Wednesday evening TransCanada sent an email explaining the work.
“TransCanada is installing additional sensors and equipment on our Gulf Coast Project to further enhance our monitoring and leak detection systems,” wrote Davis Sheremata, a Media Relations staffer at TransCanada. “The installation of this equipment has been planned for some time and provides an additional layer of redundancy in our monitoring capabilities. This equipment is not required to safely operate the Gulf Coast Project and its leak detection systems.”
Shermata also gave TransCanada’s response to a report from the group Public Citizen highlighting repair work and damage to the pipeline.
“Any anomalies were identified by TransCanada and reported to PHMSA (Pipeline and Hazardous Materials Safety Administration) as opposed to the other way around,” the email asserted.
While TransCanada’s response clarified the company’s position, it also pushed back against claims that were never made in the original article.

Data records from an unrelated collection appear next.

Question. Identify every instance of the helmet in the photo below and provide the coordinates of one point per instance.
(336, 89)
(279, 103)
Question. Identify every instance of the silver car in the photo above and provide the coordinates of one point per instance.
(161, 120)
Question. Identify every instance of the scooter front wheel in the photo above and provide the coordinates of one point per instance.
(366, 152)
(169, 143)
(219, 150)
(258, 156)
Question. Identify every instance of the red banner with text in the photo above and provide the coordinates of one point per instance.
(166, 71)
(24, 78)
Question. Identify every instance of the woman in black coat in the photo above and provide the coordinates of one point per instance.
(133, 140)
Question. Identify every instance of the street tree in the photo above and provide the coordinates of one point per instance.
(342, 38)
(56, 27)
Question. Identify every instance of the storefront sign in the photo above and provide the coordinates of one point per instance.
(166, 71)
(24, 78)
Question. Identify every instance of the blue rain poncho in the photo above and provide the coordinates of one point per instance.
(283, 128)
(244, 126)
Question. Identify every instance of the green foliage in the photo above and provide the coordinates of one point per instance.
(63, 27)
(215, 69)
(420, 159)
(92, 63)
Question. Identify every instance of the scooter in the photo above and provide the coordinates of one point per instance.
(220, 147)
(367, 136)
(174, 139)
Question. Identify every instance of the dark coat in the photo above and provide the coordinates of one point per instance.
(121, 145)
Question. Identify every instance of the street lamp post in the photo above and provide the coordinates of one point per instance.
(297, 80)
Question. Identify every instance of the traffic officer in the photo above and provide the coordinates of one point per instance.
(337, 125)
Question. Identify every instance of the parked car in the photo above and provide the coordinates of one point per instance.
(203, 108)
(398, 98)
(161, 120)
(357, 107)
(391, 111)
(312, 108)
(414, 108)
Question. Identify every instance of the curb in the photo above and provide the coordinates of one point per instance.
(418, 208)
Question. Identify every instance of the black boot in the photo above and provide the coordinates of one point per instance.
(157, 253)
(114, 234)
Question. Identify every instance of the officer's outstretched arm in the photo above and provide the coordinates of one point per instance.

For example, TransCanada’s email said that there had been “factual inaccuracies” and “complete inaccuracies” in the original article when it came to work done on the pipeline. In fact, the article was careful to note that TransCanda had not replied to an interview request. So, Crawford’s assertion that the company was installing “sensors” was just that, her assertion. (One that now seems to fall in-line with TransCanda’s explanation).
The original article also said Public Citizen issued a report “highlighting” work and damage on the pipeline, not that it had “discovered” that work or damage, as TransCanada’s response seemed to imply.
The company’s eagerness to push back against claims that did not appear in the original story highlights the intensity of the PR battle over the southern pipeline.
As we reported on NPR’s Morning Edition last week, that section of pipeline now plays an important role in the continued battle over the larger Keystone XL pipeline project. Environmental groups are seeking to portray the southern part of the project as troubled and dangerous, in an effort to influence opinion about the section of the pipeline that has not yet gained federal approval in the north.
Meanwhile, TransCanada wants to highlight safety, as it continues to argue for the northern section of pipeline.
As Russ Girling, CEO of TransCanada, said in response to a question by StateImpact Texas at a telephone press conference last week: “Showing people that this isn’t an export pipeline, it can be operated safely, should provide the base underpinning and evidence that the Keystone XL is, at the end of the day, just another piece of energy infrastructure.”
“It is just a pipeline and it can be built and operated safely,” Girling added.
During the conference, the company also referred to the Keystone XL as the “safest pipeline” in the U.S. A notion that was, predictably, rejected by activists in an email blast following the conference.
Before the Obama administration decides on the northern section of the Keystone XL, the US State Department needs to complete an updated environmental impact study of the pipeline. TransCanada’s Girling says he expects that will be done within weeks.